For a little while he sat at the foot of the bed in a most unprofessional attitude whilst he regarded the pale face, almost beautiful in its impassiveness. Elizabeth and Hetty watched him, but they could not guess what passed through his mind. It seemed that he had utterly forgotten them.

“What do you think of her?” Elizabeth asked presently.

“What? Oh, what this young lady needs is quiet and careful attention. Yes, and a little amusement to stop her thinking about herself. I think we will have her up and about in no time. I will come to see her again during the late evening, and meanwhile I will ask my colleague to drop in and see her. Aurevoir, young lady. Remember now, no worry! Hetty will read you a book and talk to you, and to-morrow, perhaps, Miss Nettlefold will have the radio brought in.”

Standing up, he then reached forward and took one of her palsied hands, which lay so still on the white coverlet.

“Aurevoir!”he again said softly.

When in the corridor with Elizabeth, with the door closed behind them, he asked:

“Have you discovered any clue about her? Any laundry marks or initials on her linen?”

“Yes. Several articles have the initials M.M. worked on them with silk. That is all.”

“Hum! She is rather lovely, don’t you think? Not more than twenty-five. Perhaps not twenty.”

“What is the matter with her, Doctor?”

“Candidly, I do not know yet,” he confessed. “Has she eaten?”

“No. She can swallow, but she cannot move her jaw.”

“All that she can do is to swallow and slightly, very slightly, move her eyes,” he said slowly, as though to himself. “No, I do not understand. I might in the morning when I have examined her again. What liquids have you given her?”

“Milk.”

“Good! Don’t, however, give her too much. Give her cocoa and beef tea. I will draw up a diet list before I leave. To-nightgive her a teaspoonful of brandy in coffee. Who will be with her during the night?”
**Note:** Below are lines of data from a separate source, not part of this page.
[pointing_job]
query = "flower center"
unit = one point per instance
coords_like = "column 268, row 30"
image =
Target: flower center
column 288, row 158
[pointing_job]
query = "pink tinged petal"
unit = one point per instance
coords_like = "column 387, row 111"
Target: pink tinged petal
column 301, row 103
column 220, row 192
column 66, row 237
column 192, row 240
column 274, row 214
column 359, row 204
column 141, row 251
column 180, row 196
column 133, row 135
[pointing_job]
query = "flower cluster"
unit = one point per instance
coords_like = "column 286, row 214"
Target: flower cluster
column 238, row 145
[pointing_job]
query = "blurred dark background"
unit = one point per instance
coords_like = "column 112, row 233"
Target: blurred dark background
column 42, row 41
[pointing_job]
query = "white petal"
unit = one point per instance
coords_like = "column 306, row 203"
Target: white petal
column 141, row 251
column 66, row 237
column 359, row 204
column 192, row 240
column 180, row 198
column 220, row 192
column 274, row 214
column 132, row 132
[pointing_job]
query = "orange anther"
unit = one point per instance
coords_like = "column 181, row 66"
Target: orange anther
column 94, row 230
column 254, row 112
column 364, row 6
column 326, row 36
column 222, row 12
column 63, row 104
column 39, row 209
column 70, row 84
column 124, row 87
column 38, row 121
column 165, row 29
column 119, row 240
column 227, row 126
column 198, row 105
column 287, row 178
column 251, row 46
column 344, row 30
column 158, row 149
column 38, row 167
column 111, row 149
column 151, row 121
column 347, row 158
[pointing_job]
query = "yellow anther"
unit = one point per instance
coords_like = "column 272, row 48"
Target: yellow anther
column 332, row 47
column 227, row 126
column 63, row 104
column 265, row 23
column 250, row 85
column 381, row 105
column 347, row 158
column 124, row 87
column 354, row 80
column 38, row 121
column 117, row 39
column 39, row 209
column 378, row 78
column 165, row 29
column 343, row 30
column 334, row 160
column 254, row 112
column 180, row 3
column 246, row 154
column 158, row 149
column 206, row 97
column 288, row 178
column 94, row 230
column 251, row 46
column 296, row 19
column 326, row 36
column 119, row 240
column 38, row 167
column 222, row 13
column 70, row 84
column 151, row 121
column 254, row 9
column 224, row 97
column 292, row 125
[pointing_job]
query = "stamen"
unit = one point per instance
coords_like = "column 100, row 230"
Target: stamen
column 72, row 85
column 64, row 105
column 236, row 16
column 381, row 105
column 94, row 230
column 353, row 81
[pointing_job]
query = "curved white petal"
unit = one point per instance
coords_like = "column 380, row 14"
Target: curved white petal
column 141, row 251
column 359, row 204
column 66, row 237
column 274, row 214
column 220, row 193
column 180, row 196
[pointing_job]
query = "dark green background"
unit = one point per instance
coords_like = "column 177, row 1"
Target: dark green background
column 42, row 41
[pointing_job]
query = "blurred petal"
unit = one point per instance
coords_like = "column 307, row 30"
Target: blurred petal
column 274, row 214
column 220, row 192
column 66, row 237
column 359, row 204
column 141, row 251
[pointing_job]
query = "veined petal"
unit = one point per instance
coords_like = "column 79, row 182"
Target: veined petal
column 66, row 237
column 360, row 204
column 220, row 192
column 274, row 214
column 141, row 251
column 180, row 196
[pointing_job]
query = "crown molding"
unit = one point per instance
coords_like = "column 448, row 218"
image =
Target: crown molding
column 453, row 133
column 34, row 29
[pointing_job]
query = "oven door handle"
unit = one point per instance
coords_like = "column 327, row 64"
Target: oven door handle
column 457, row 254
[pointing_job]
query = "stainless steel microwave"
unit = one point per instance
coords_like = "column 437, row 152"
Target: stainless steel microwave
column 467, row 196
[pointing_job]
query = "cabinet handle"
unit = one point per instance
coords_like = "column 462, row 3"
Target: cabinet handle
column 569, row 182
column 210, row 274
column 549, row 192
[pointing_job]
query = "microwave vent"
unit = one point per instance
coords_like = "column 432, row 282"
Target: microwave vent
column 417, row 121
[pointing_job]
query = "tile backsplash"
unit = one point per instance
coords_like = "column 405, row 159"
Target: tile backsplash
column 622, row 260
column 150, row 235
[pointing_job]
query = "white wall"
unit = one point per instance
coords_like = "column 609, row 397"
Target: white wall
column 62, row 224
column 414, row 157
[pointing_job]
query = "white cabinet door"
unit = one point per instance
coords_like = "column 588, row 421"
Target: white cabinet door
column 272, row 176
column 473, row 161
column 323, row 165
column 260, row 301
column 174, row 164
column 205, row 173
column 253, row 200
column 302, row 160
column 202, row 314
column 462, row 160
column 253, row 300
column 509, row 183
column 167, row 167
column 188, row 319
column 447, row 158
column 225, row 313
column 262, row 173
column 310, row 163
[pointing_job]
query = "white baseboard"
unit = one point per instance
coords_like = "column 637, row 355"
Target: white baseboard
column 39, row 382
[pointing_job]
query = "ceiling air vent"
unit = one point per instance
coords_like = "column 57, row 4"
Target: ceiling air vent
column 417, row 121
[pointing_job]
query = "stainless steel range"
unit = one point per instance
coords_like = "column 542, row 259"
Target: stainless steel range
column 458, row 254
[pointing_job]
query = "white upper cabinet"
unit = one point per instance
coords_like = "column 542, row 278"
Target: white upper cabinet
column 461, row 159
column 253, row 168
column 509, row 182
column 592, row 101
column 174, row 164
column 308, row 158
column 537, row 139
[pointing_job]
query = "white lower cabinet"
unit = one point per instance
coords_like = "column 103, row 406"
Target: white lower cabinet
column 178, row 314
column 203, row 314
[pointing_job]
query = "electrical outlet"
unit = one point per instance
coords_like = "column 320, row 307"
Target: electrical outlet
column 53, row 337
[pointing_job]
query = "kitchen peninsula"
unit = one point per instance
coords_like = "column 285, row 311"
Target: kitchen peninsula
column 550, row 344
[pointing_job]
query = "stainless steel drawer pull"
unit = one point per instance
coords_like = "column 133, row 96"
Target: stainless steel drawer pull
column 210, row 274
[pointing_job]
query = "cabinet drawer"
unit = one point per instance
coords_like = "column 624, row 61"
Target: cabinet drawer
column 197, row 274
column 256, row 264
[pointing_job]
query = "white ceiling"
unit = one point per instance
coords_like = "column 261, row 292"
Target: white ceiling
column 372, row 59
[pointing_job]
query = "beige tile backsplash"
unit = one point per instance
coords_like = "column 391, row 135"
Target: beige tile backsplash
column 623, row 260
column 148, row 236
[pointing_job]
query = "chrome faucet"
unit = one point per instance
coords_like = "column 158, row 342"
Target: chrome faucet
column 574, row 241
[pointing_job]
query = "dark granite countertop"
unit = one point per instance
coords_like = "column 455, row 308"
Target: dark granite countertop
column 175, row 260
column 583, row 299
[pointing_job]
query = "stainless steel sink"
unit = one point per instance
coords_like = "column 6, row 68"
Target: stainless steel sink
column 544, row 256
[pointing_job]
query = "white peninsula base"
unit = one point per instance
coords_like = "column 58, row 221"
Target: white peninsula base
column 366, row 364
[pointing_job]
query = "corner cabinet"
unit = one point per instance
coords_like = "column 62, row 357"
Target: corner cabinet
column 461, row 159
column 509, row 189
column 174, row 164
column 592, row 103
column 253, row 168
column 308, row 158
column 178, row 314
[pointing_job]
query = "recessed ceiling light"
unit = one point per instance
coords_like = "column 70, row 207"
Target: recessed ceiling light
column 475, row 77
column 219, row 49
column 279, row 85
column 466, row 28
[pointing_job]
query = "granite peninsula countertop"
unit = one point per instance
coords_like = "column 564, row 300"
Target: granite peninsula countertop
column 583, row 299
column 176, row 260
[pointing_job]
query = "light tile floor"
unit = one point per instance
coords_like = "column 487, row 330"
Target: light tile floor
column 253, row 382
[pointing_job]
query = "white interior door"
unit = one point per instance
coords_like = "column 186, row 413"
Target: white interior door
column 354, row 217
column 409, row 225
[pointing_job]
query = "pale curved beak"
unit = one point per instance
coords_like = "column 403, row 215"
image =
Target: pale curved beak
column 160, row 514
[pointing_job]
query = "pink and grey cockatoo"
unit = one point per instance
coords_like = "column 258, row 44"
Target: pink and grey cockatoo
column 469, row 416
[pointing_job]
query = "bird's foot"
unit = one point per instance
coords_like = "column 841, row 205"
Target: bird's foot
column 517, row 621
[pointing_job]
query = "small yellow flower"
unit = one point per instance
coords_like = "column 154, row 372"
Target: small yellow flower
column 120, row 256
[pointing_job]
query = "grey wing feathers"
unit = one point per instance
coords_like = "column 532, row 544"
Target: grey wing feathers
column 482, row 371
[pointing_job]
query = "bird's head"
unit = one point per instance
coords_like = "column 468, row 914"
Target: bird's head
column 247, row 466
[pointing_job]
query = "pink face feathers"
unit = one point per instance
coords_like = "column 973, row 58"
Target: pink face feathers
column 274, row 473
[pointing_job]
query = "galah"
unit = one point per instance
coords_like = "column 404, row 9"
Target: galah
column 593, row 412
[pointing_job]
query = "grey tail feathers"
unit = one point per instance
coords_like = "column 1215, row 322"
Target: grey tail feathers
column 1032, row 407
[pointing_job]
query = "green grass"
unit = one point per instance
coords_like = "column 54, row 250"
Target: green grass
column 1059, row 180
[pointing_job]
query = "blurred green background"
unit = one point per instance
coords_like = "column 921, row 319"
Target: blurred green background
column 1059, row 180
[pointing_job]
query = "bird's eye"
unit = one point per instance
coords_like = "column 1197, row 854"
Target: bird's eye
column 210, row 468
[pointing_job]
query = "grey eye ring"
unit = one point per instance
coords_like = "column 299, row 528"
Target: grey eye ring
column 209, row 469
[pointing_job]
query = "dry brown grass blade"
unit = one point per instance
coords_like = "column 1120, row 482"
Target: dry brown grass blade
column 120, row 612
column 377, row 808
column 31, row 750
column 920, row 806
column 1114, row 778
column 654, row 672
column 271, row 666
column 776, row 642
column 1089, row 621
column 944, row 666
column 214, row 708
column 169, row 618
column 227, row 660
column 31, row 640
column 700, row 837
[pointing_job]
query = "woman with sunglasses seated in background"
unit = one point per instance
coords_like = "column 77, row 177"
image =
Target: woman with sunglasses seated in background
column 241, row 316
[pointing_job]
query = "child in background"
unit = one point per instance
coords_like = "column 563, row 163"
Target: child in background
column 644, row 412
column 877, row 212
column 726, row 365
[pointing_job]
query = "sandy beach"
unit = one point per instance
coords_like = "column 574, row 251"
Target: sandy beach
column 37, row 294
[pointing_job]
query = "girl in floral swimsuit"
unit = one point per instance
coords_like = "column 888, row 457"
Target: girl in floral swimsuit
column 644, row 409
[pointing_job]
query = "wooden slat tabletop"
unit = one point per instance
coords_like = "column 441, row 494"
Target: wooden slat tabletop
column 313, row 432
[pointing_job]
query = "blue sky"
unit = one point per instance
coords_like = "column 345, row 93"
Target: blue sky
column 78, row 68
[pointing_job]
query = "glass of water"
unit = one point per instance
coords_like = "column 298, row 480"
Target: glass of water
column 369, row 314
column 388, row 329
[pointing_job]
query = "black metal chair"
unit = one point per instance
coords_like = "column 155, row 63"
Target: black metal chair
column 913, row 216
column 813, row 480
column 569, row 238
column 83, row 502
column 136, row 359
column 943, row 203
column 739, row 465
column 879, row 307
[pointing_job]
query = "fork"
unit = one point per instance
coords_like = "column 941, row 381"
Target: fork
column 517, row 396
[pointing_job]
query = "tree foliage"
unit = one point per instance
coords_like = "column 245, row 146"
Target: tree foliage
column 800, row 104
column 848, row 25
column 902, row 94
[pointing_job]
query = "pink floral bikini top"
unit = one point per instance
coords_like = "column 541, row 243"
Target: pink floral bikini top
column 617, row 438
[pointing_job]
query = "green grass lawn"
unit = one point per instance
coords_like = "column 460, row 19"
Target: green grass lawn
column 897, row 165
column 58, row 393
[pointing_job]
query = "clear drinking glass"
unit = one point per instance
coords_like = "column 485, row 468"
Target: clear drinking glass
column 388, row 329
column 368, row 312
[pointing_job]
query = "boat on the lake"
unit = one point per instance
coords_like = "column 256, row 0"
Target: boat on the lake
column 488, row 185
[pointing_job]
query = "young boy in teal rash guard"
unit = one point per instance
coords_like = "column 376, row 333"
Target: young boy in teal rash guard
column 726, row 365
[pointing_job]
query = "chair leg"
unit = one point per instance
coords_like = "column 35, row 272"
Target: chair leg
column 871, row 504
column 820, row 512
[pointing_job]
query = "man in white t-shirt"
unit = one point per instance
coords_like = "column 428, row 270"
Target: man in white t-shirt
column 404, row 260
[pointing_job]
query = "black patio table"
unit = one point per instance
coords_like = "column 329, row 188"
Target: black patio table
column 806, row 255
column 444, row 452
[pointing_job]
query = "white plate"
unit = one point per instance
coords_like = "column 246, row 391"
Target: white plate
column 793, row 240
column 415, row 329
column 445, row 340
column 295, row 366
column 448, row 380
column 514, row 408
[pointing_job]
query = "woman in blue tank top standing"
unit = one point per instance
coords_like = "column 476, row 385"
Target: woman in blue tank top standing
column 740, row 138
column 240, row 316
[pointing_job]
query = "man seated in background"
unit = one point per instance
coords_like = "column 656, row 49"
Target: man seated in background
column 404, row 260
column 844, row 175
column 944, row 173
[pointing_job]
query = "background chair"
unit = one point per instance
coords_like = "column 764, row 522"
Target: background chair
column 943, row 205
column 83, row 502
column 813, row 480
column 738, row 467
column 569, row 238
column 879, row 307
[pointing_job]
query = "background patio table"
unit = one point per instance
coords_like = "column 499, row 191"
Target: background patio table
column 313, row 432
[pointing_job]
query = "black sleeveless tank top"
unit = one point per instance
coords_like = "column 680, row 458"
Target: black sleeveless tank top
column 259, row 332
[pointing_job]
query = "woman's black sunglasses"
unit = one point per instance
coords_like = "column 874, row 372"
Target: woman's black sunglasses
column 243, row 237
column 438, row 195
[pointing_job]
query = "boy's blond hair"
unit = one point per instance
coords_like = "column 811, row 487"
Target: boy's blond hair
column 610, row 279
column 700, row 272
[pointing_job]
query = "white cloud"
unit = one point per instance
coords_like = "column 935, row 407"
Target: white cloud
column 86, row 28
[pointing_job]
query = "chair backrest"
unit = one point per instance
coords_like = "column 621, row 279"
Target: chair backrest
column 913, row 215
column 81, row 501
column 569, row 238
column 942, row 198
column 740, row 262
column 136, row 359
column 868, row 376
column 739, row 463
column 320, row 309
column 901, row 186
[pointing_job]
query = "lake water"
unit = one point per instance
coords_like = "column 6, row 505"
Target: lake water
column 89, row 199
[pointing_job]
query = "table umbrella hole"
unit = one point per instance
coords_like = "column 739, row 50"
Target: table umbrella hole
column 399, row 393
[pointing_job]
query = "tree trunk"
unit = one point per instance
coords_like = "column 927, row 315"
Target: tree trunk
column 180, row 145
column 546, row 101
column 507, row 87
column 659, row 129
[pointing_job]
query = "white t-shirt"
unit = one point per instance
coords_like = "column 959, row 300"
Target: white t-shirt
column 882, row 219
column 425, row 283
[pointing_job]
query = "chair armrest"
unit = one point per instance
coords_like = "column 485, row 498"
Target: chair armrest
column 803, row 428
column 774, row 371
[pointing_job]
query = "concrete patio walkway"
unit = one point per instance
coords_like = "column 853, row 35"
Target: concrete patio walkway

“I will from ten o’clock.”

“Oh! I believe you will make an excellent nurse, Miss Nettlefold. I will look in before going to bed. Now we will permit Sergeant Cox to pay his official visit-as my medical colleague.”

“Why as your colleague?”

“Because I am not going to have my patient frightened by a policeman.”

She took him along to the study where they found Cox taking notes from what the cattleman was telling him.

“Well, do you know her?” asked the sergeant.

“No. I have never seen her before,” Knowles answered, and Elizabeth looked at him intently.